Most excited for the drop would be to start building out the in real life KREEPY KLUB. That's something that I am just dying to get started on. Like, I'm super excited. I want to get something that's maybe the size of this two thousand square foot studio, real clean, real nice, and then completely deck it out as KREEPY KLUB. Neon signs, cartoons on the wall, KREEPY KLUB art, our personal art everywhere, arcade room, lounge, merch room. I want to build a place where people can hang out, and have holder and non-holder events. Just getting something started in the real world because the whole point of KREEPY KLUB is not necessarily just an NFT project, right? KREEPY KLUB existed before NFTs. We're using NFTs to build a real-life brand.
How is releasing your art as NFTs different from showcasing them in galleries?
I mean, it doesn't really change that much because I'm just putting out my art regardless. I don't really have a strategy for creating or putting my art out. All I do is create art. If it's a gallery or if it's my market or if it's Blockparty, I will put my art out. I don't have a preference of how to put it out there. I just put it out constantly and as much as I can because I just want everyone to see it and I want everyone to own a piece of my art.
KREEP RADIO is by far my favorite Discord music channel. You also have a recurring concert in your Discord called KREEPFEST, so I can tell that music is a big aspect of KREEPY KLUB. What kind of music do you zone out to when you're drawing?
I listen to a little bit more like a synth-wave kind of stuff. I go in between synth wave and 80's metal and when I get sick of one, I start listening to the other one. One of my favorite albums to listen to while I draw is Tron Legacy. Because it's something where it's like orchestra music, but it's also electronic, so it's a good mix.
During the rest of the day, you don't want to see my Spotify mix, it's insane. It goes from Russian rap to bluegrass to Enya to Britney Spears to Boyz II Men to Pantera to Metallica to reggae to Skrillex. It's just everything, just all over the place, just from one song to the other. And then there's like some old Afrikaans music that I listen to. There's no rhyme or reason at all for my music tastes.
JUNKYARD, Feeling Much Better, unique NFT. Available on Blockparty. Image courtesy of the artist.
If you had to choose one definitive character that you've drawn to best represent you, which one would it be and why?

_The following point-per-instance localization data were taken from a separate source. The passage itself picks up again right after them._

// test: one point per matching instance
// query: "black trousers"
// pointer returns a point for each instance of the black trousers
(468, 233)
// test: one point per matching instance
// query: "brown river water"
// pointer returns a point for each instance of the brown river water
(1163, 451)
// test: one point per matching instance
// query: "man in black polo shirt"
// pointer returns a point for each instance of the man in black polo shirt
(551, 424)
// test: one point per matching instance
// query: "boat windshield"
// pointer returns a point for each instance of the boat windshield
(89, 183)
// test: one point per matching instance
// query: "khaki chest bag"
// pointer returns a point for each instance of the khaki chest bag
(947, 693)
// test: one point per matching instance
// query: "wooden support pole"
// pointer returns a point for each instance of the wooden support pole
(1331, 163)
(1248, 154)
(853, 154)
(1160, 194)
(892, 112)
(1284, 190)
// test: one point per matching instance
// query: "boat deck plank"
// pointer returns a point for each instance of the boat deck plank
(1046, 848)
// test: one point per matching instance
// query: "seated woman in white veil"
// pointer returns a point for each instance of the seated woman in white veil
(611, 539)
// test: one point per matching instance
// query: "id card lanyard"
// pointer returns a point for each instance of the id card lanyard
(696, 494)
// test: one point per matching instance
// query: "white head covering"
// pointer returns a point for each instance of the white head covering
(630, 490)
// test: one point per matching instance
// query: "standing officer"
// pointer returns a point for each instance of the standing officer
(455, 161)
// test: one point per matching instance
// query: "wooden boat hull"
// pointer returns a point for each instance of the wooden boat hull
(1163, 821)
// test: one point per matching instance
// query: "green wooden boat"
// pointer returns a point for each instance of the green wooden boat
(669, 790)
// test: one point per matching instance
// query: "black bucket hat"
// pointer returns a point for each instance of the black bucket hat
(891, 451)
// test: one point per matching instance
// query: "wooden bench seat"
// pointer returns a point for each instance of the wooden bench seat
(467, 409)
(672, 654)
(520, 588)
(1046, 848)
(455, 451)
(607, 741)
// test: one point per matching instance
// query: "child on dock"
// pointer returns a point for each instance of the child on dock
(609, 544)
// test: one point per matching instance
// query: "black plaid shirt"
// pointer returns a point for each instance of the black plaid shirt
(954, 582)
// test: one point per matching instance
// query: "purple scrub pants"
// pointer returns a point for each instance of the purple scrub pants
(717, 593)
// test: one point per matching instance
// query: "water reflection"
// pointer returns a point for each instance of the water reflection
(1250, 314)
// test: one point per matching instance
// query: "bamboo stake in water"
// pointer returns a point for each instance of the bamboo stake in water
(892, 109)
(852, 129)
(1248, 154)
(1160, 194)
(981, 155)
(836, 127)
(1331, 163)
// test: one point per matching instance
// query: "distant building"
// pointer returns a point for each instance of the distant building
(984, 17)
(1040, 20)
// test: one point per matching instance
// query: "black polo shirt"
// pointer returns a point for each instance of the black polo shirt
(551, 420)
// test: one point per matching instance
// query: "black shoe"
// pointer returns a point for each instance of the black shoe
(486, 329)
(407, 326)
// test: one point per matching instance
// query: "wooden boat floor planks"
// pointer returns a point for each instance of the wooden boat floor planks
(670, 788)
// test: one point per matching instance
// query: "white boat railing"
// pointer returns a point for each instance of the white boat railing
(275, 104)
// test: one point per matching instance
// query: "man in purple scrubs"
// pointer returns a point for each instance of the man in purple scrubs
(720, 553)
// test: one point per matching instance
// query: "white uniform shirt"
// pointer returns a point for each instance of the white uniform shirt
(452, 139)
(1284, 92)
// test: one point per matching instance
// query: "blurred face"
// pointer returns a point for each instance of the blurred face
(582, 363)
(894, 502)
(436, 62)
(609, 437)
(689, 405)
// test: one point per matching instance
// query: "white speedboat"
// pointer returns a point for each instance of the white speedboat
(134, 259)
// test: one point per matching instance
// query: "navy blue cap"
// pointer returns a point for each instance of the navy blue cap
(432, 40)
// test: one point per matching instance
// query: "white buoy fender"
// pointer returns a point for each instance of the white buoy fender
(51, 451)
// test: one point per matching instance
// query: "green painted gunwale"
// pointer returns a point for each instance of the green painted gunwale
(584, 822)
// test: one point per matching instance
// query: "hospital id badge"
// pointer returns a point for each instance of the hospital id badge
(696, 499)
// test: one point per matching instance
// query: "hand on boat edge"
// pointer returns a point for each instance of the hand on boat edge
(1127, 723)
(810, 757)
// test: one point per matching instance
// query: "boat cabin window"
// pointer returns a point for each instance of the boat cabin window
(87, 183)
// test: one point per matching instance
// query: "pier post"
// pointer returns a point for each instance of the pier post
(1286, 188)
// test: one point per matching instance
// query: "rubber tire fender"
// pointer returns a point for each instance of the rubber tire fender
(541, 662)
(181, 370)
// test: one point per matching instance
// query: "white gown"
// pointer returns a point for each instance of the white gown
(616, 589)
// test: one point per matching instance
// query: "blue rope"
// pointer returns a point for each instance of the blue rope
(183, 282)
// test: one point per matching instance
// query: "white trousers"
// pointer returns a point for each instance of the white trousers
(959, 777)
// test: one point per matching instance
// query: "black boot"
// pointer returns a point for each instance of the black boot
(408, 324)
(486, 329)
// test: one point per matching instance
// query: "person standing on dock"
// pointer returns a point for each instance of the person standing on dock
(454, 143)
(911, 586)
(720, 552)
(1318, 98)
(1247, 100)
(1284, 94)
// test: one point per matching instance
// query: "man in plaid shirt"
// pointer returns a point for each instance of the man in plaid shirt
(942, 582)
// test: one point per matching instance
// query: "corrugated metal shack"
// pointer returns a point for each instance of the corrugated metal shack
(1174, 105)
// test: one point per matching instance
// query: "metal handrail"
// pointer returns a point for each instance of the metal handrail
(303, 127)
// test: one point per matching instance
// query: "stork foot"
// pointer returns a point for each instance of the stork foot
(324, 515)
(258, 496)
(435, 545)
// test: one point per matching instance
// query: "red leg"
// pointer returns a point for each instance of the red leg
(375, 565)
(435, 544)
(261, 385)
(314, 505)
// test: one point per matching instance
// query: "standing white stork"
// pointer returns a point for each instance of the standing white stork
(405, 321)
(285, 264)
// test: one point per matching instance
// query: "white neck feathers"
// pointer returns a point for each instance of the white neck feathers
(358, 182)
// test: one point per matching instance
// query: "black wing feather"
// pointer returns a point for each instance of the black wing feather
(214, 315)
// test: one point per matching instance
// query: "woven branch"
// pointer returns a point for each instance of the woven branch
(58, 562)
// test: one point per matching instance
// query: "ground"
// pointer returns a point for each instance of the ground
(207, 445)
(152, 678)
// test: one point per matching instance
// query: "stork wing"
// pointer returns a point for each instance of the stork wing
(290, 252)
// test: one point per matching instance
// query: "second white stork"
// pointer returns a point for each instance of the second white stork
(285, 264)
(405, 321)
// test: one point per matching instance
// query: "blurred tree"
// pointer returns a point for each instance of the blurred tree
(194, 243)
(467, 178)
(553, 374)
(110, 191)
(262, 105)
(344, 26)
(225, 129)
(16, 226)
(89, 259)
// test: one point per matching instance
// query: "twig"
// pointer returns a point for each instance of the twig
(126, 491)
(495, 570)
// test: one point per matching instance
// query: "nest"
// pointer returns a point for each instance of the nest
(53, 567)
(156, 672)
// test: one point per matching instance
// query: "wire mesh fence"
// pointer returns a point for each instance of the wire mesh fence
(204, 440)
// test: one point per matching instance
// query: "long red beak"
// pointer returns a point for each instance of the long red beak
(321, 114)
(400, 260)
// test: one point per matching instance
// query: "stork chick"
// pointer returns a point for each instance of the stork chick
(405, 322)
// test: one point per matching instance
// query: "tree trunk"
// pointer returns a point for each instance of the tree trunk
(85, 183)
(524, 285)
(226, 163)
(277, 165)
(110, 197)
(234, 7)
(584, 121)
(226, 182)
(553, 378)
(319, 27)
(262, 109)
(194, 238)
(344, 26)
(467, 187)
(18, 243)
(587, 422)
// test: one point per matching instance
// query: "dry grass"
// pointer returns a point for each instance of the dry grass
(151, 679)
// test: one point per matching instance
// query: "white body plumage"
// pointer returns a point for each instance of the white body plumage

It would probably be the Moon character, I feel like that's my character. It's always got the crazy smile that I like to draw. And I don't know what it is about the moon, I've always been fascinated by the moon and "Le Voyage das la Lune." I think it's from when I saw it as a kid, and honestly, if I think about it now, I think the first time I saw it was when there was a recreation of it in the "Tonight, Tonight" music video by The Smashing Pumpkins. Ever since, I've just been obsessed with the Moonhead. The character just keeps coming back and I think that's the one I relate to the most for some reason.
If you could bring back the rubber hose style into cartoons today, what aspects from the 1930s styles would you keep and which ones would you not use?
I think what I would do is keep how they wrote their stories, where it was just completely off the wall. That's why a lot of the cartoons that I actually like to watch, a lot of them don't really make too much sense, like SuperJail!, where it's just kind of crazy all over the place and with that bit of storyline. That's something that I really like. I don't always feel there has to be a point to something or like a reason for a certain scene. I feel like some people think a little too hard about why they create or what they want their art to represent. I just want it to look cool. And I just want other people to think it looks cool, too. So if I'm going to do my own rubber hose cartoon, all I'm going to focus on is making it look cool. And I just hope that everyone else thinks it's cool, too.